Binary embedding models showed more pronounced improvement at higher dimensions, and either 512 or 1024 is recommended for binary embedding.

L2 Supercat was trained using a batch size of 512 on a single A100 for 12 hours.

Roadmap

  • Working on adding inference features:
    • Semantic text splitting
  • Add example notebooks
    • DSPy evaluators
    • RAG pipelines

Extracting Token Embeddings

Extract Token Embeddings Tutorial

To extract token embeddings from a model, ensure you have agreed to the user agreement and logged in using the Hugging Face CLI (for llama3 models).
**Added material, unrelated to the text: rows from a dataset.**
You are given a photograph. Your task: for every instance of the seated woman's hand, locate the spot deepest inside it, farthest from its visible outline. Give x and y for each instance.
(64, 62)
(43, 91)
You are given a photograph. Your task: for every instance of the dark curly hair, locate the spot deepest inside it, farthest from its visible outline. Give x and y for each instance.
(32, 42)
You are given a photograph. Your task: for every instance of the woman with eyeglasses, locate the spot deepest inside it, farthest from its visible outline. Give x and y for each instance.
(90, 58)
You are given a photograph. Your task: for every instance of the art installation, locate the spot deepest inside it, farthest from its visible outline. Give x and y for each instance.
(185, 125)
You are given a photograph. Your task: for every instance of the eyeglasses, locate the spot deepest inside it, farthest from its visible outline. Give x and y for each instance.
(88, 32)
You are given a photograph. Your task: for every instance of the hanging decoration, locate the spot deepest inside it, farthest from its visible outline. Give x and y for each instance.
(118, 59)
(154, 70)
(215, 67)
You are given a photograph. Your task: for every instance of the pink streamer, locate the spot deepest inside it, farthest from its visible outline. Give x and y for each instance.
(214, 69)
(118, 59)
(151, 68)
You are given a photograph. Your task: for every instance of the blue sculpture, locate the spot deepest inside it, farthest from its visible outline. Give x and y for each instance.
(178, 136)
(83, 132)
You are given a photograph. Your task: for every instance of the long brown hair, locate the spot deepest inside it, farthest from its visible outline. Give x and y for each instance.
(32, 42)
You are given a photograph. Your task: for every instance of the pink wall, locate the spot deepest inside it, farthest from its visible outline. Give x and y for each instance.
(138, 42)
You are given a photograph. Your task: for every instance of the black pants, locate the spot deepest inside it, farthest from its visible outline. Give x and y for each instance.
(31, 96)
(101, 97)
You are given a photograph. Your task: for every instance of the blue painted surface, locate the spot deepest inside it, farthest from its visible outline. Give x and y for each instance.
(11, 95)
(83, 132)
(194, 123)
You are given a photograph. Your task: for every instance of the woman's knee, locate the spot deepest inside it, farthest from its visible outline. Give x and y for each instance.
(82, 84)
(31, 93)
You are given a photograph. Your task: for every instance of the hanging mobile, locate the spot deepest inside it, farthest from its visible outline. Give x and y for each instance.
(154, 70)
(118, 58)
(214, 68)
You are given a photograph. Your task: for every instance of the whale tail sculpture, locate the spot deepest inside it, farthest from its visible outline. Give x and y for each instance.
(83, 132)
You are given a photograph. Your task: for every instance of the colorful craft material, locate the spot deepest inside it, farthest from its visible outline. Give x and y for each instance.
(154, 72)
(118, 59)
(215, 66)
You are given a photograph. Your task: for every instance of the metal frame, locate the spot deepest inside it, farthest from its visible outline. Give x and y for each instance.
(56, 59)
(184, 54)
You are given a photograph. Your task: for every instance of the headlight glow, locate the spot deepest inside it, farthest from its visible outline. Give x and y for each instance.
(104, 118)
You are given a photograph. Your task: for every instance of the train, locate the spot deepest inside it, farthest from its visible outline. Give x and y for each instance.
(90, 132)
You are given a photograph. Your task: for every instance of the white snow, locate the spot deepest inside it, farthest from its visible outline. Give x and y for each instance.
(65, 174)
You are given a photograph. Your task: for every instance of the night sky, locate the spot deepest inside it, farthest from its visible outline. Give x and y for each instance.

You can then use the following snippet:

from wordllama.extract.extract_safetensors import extract_safetensors

# Extract embeddings for the specified configuration
extract_safetensors("llama3_70B", "path/to/saved/model-0001-of-00XX.safetensors")

HINT: Embeddings are usually in the first safetensors file, but not always. Sometimes there is a manifest, sometimes you have to snoop around and figure it out.

For training, use the scripts in the github repo. You have to add a configuration file (copy/modify an existing one into the folder).

$ pip install wordllama[train]
$ python train.py train --config your_new_config
(training stuff happens)
$ python train.py save --config your_new_config --checkpoint ... --outdir /path/to/weights/
(saves 1 model per matryoshka dim)

Community Projects

Gradio Demo HF Space

Citations

If you use WordLlama in your research or project, please consider citing it as follows:

@software{miller2024wordllama,
  author = {Miller, D. Lee},
  title = {WordLlama: Recycled Token Embeddings from Large Language Models},
  year = {2024},
  url = {https://github.com/dleemiller/wordllama},
  version = {0.2.6}
}

License

This project is licensed under the MIT License.